As the clock ticked, the crowd quickly began to thicken. People started asking if they could sit at our table (Germans speak FANTASTIC English, FYI!), and we were finally able to have conversations with people other than each other. We learned quickly that contrary to being told prior to Oktoberfest that it was just for tourists, we were surrounded by Germans taking vacation time from work to celebrate!
We ordered our first round of beer, and started looking at the lunch menu. Oktoberfest menus do not translate for English speaking visitors. A few men beside us ordered a plate which looked amazing, so I got them to point to what they had on the menu and went ahead with that. You can get by in any country if you pay attention to the locals. Sausage and potatoes filled my plate, and I was set to wash it down with a few more litres! If you have ever wanted to try German food, Oktoberfest is the place to try it! HOW do they make those fantastic potatoes?! Someone needs to share that recipe with me asap- my mouth is watering just thinking about them!
The rest of the day flew by. The band started, and the tables filled to the point that no one sat anymore, and everyone stood dancing. The servers stopped taking orders, and instead walked around with fistfuls of litres that they handed out to anyone needing a refill. Matt and I were in beer heaven (or Bavarian Heaven as our tent translated to)! We made some friends, yelled “prost!” a few too many times, and laughed until I dragged Matt out of the tent at midnight. We had a train to catch at 530 the next morning, and I knew as it was, it was going to be almost impossible to make it.
If you ever have the chance to be visit Germany, I highly suggest you try to plan your trip around Oktoberfest. Even just writing this post brings a smile back to my face- I loved the atmosphere that was created by the different generations of Germans all under one roof, and would go back there again if I could!
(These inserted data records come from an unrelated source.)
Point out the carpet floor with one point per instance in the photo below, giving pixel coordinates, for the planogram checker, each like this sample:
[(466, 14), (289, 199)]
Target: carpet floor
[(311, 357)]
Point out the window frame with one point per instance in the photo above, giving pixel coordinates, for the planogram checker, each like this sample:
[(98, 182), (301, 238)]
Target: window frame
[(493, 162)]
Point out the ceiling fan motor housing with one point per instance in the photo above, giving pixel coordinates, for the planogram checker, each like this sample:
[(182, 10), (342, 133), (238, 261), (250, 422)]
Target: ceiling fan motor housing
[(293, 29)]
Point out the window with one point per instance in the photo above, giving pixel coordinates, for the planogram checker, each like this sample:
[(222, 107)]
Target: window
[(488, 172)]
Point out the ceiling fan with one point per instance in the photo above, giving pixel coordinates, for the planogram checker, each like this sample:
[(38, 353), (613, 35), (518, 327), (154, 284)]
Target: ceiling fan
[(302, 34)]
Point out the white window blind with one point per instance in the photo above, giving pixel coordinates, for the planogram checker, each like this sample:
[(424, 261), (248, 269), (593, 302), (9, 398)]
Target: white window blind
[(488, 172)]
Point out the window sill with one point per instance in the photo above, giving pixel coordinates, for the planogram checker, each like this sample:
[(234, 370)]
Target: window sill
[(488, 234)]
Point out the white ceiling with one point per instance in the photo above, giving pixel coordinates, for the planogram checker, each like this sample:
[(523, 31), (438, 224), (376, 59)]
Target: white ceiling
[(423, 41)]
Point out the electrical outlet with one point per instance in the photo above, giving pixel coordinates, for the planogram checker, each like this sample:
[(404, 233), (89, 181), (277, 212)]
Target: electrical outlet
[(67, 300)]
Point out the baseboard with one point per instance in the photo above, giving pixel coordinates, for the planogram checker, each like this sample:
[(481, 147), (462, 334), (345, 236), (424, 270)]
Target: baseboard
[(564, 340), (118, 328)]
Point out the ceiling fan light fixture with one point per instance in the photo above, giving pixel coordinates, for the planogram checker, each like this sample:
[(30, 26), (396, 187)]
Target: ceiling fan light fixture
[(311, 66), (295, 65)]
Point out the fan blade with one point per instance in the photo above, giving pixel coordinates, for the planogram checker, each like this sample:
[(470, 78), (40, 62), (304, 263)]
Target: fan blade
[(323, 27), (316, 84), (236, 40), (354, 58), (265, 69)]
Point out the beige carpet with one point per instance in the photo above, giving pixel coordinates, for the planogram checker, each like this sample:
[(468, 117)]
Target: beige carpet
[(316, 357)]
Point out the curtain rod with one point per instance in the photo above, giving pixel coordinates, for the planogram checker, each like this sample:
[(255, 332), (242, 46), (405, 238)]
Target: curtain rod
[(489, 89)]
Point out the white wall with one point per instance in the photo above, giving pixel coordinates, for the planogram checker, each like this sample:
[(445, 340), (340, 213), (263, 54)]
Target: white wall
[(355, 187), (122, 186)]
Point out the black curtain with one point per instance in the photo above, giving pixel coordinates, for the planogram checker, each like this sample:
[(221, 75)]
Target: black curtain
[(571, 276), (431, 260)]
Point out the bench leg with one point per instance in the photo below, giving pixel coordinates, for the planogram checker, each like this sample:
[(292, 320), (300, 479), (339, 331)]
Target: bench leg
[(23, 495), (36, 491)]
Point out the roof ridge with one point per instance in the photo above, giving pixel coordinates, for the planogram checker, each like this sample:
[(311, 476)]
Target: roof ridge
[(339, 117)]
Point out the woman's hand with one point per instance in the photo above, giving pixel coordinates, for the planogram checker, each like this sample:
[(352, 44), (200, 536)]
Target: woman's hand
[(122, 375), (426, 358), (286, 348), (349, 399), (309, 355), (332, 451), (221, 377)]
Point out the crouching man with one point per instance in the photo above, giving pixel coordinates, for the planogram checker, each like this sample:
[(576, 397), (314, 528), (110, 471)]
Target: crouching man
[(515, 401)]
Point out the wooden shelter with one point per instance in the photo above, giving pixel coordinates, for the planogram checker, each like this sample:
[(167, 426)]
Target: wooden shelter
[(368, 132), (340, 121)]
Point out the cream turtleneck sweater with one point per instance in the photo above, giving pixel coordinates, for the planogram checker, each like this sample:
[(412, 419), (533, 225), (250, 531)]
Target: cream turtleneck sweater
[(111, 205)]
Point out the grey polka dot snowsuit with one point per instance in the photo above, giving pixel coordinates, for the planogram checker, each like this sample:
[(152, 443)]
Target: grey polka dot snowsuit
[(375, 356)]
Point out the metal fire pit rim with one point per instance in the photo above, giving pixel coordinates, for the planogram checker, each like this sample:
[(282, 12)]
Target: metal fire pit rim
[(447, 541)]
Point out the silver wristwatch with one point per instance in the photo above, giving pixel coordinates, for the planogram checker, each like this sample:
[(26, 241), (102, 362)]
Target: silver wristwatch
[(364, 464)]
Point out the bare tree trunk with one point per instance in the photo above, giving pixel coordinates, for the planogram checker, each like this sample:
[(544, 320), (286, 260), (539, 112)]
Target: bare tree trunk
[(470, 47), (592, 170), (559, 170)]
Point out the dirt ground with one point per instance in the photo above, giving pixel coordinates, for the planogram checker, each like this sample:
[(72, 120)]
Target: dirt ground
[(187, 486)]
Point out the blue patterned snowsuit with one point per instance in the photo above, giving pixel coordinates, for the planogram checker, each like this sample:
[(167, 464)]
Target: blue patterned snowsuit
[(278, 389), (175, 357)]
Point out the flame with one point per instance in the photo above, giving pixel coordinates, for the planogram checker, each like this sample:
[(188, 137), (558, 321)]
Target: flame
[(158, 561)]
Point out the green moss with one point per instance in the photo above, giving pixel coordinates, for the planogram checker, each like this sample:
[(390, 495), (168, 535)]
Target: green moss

If you are planning on going to Oktoberfest, I have a few tips for you:
- Get an outfit! Friends at home laughed when they saw that we bought outfits for Oktoberfest- but I promise that you will stick out like a sore thumb if you DON’T wear one! We got ours from the train station in Munich because everywhere else was closed on the Sunday that we arrived. My Drindl cost me €45 and Matt’s Lederhosen were €60. You can probably get better deals (and better quality) if you find some online in advance. If you are planning on going to Oktoberfest this year, I suggest you start keeping an eye out for them now!
- Book your accommodations early (I cannot stress this enough!) Matt and I stayed at The Tent where we stayed for €100 total for two nights. We had to book in February to guarantee this booking.
- You don’t have to spend a lot of money to have a great time. Each litre of beer was around €10. As you can imagine, (unless you stand on the table to chug the litre back, like this champ did FOUR times) it takes quite a while to drink that litre. Matt and I had €150 with us for the day (I remember because that was all of the cash that we had left at the time), and even though we spent every last drop of it, it lasted us through lunch, pretzels, and enough litres that we both lost count. You can obviously spend less if you don’t stay there for 15 hours like we did, but you can also spend more if your heart desires.
- Apparently it is illegal to stand ON a table in Germany! I found this out when locals laughed at me when I did it. You have to stand where you would normally sit, but cannot stand on the table itself. Matt and I both had matching shin bruises the next day from leaning on the table top all night.
Have you ever been to Oktoberfest? What were your thoughts?
Are you planning on going to Oktoberfest this year? Let me know if you have any questions!